Would success spoil Horst Feiler? Such a question never entered our minds as we drove the lovely backroads toward the little hamlet of Muggendorf in the area of Germany known as Swiss Franconia.

Thirteen years earlier, the Feiler had been one of Gemütlichkeit's early discoveries - long before Karen Brown's books put it on the itinerary of thousands of U.S. travelers to Germany - and we were confident in our anticipation of a great meal and pleasant overnight. A warning sign we missed is that the hotel lost its Michelin "red" designation a few years back.

On our first visit, in 1987, we stayed in a kitschy little room with a four-poster canopied bed for about $50 and had marvelous meals that showcased the intensely-flavored wild mushrooms personally harvested from the forest by Herr Feiler.
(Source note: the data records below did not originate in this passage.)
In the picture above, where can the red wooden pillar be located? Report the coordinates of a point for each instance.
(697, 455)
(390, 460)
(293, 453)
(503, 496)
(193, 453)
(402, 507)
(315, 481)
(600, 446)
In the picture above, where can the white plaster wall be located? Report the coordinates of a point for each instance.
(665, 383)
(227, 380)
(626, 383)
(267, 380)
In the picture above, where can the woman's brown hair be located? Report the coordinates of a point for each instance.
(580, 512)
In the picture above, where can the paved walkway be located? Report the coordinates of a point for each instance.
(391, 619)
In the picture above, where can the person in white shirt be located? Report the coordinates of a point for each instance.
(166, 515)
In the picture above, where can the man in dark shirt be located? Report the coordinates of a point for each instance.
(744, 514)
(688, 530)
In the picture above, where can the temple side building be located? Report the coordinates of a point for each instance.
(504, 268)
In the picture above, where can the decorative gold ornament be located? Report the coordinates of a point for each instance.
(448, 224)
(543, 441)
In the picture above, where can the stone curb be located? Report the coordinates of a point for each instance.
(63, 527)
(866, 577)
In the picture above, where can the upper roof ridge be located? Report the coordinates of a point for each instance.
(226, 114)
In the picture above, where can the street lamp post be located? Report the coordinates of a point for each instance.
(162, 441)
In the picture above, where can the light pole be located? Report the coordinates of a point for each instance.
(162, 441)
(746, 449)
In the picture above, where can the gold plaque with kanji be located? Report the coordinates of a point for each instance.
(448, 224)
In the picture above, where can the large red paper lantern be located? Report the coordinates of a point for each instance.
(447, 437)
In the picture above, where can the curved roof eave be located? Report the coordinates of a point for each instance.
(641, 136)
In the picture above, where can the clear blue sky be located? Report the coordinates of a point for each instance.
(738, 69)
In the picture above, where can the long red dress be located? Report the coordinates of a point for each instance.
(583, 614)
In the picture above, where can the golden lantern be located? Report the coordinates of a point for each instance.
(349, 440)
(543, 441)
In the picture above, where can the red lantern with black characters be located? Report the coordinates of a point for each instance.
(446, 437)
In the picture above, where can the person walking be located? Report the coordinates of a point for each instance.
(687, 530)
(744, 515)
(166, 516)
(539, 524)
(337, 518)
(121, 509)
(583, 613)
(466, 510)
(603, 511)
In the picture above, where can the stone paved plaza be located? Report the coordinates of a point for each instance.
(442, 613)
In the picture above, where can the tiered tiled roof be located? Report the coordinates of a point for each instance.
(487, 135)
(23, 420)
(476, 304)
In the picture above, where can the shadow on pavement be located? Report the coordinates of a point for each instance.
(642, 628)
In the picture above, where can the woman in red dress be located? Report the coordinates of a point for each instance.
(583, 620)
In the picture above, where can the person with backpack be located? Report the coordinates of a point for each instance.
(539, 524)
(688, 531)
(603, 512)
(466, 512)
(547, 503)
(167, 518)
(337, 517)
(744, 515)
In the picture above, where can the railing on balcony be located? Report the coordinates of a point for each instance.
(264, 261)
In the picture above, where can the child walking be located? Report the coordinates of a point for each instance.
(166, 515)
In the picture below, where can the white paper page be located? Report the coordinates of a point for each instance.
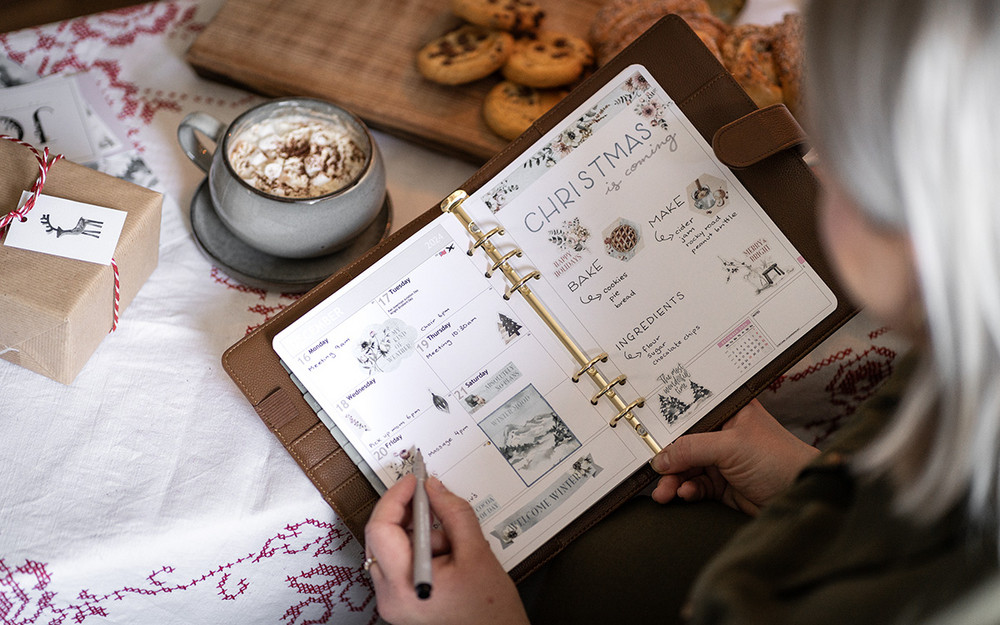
(422, 351)
(652, 251)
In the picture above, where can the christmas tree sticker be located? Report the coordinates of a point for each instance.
(672, 408)
(439, 402)
(508, 328)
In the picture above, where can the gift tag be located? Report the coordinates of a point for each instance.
(68, 228)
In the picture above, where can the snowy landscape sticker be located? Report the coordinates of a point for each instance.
(529, 434)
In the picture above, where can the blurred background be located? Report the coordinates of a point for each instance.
(18, 14)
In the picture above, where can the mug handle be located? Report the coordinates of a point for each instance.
(192, 146)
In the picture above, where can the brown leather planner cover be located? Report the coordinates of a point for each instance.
(760, 146)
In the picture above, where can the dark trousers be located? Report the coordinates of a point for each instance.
(637, 565)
A couple of years later we featured the Feiler in our book, the Fifty Best Country Inns & Small City Hotels of Germany, Austria and Switzerland (regrettably, out of print).

Our description then stands up today: "the hotel is an intriguing stone and half-timbered country cottage. The roof is red tile and window boxes burst with flowers."

"Inside is a hodge podge of fine furniture, antiques, Victorian red plush, tanks of colorful fish and a zoo of stuffed animals and birds. One of its most appealing nooks is a small, but particularly charming inner courtyard overlooked by flower-bedecked balconies and windows."

Of the restaurant and the mushrooms we said, "The dishes that these fungi become are exquisite, subtle, beautifully presented and generally indescribable."